The days of our years are three-score years and ten [i.e., 70], or even by reason of strength four-score [80] years…. (“A Prayer of Moses, the man of God,” Psalms 90:1, 10)
With God’s help, thank God, most of us live longer nowadays.
Given a chance, people will always tend to better themselves. Redemption’s a cumulative process. Often, in a world that God Himself declares to be not merely good but very good, tov me’od (Genesis 1:31), success follows honest efforts. Success is frequently collective. This applies to all kinds of progress: not just technological and scientific, but also economic, and progress in law.
Law
Law is not, contrary to popular belief, something that shoots down from above - in a burst of details that form their own perfect guide to their proper application.
Even when God entrusted His Holy Torah to His beloved servant Israel, he gave it, in a sense, as raw material: as wheat to make flour and as flax to make cloth, through the Torah’s own appointed methods of logical interpretation. (Midrash, Seder Eliyahu Zuta, 2)
… if you cry after intelligence, and lift up your voice for understanding; if you seek it as silver, and search for it as hidden treasure…. (Proverbs 2:3-4)
You shall have one manner of law, as well for the stranger, as for the home-born…. (Leviticus 24:22)
According to the law which they shall teach you, and according to the judgment which they shall tell you…. (Deuteronomy 17:11)
… before the priests and the judges that shall be in those days…. (Deuteronomy 19:17)
We’re involved with this process now, in the different conversations that we’ve had here. We’ve come a long way in trying to understand the Seven Universal Laws – the Noahide Code. When we started the study, more people were still wrestling with horribly grotesque ideas about “eating a limb torn from a living animal” and punishing transgressors of every law and ordinance with “decapitation by a sword.” Right now, we’re trying to ascertain the exact parameters of the Seven Universal Laws’ precept against homosex: male-male sex.
Homosex
Rabbi Michael Katz spoke in the last issue. The conversation continues. We thank you for bearing with us through it. It’s not necessarily an easy conversation but, obviously, we consider it important.

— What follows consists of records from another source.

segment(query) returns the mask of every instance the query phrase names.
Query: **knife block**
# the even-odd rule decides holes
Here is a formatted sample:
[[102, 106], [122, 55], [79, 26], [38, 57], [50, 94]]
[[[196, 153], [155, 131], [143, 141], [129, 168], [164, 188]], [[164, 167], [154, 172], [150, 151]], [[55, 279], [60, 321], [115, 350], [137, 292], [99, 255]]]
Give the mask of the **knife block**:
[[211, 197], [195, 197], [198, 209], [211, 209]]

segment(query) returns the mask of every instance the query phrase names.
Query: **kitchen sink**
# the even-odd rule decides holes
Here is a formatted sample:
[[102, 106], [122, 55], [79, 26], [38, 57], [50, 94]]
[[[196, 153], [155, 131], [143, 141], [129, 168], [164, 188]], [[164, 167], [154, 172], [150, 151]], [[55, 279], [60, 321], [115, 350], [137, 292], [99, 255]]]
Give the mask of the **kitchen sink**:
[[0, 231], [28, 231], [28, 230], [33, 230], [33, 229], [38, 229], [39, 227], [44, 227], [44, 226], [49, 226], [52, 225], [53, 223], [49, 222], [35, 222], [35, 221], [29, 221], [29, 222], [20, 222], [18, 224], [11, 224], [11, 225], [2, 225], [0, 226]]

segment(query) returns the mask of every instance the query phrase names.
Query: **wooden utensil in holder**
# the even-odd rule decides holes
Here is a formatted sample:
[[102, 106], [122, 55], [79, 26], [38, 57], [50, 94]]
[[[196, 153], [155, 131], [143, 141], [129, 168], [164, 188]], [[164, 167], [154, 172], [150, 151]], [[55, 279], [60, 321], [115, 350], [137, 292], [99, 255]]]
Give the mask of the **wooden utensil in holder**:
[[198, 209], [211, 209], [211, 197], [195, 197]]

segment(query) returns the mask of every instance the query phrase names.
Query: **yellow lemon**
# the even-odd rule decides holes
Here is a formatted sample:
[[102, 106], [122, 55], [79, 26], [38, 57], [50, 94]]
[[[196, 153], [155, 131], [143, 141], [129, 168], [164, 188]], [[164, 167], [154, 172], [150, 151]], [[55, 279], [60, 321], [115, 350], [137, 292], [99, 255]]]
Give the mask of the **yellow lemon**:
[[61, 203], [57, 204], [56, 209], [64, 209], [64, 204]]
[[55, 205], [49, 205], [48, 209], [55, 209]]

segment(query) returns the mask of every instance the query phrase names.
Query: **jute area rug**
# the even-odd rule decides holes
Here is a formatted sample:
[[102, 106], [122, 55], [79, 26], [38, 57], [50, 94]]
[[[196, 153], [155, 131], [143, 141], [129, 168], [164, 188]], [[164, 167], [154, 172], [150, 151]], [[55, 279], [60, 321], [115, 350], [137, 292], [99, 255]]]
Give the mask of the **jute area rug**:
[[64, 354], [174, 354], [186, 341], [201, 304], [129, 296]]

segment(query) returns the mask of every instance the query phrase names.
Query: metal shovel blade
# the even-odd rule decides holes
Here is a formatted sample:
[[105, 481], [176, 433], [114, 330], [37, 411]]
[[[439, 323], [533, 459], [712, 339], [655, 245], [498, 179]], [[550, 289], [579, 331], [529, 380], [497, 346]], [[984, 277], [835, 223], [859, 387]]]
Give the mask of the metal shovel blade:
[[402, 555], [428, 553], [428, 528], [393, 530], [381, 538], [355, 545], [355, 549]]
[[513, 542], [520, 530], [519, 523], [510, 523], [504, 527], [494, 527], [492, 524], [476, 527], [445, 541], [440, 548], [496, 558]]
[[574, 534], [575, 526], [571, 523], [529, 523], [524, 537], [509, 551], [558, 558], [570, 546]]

We spoke before of completely consensual sex relations between sober adult males, in private, and asked, “Where’s the harm?” We couldn’t see how such activity could rise – or perhaps we should say, fall – to the level of a true Seven Laws violation, a crime so heinous, so contrary to the truth that God has taught man that every person radiates Divine light, that every person exists “in His image,” that pretty nearly everyone in every culture everywhere should know enough to want, at least, to ban it.
Since then, we spent some time asking questions of men who know more than we or Rabbi Katz know about actual male homosexual practice. The answers we got were that domination and submission often – very often - form a part of it, and that what begins consensually doesn’t necessarily finish up that way. Sodomy can be physically very dirty but, even beyond that, it can also be inhumanly cruel, heedless, and very seriously harmful.

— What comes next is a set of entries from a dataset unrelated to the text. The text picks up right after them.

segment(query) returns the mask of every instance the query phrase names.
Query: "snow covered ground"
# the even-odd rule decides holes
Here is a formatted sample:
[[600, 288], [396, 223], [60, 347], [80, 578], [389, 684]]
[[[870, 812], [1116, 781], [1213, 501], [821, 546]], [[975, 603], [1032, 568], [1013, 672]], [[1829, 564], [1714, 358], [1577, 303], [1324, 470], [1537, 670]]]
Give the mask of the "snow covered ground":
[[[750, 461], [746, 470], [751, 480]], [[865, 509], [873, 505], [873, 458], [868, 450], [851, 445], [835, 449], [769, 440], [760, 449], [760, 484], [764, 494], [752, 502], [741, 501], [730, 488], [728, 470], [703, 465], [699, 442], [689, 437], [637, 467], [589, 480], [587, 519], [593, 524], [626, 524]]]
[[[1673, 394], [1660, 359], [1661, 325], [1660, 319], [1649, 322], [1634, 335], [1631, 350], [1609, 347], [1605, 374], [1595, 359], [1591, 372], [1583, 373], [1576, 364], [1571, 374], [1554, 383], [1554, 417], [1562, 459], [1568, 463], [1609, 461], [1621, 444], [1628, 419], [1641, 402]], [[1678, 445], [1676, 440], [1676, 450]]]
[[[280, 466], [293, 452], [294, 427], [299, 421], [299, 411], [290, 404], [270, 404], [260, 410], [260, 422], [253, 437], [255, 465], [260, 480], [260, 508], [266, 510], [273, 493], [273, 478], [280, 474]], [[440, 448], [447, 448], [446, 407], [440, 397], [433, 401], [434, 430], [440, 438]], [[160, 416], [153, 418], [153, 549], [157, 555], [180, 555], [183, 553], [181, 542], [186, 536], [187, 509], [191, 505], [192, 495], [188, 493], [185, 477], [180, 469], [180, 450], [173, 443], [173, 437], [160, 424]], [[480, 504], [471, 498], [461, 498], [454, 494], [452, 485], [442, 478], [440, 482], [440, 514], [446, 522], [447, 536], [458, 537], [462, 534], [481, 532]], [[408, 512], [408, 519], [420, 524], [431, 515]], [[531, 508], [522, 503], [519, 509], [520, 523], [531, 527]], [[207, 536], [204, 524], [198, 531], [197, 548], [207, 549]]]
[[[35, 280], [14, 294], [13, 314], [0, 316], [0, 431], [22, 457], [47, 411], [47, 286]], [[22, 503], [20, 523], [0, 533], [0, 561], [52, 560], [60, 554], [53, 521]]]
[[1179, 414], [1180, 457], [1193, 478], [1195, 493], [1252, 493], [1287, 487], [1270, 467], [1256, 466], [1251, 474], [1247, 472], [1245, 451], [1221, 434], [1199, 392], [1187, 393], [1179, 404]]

We also heard, in its favor, that it doesn’t have to be that way. “But what if it is,” we asked, “in some specific instance?” “That needs to be punished. It shouldn’t EVER be allowed.” We asked, “Everybody should know better than to want to do anything but ban that sort of cruel, heedlessly dominating, physically damaging stuff?” “Yes, absolutely.”
This is just another installment in the larger conversation on this topic.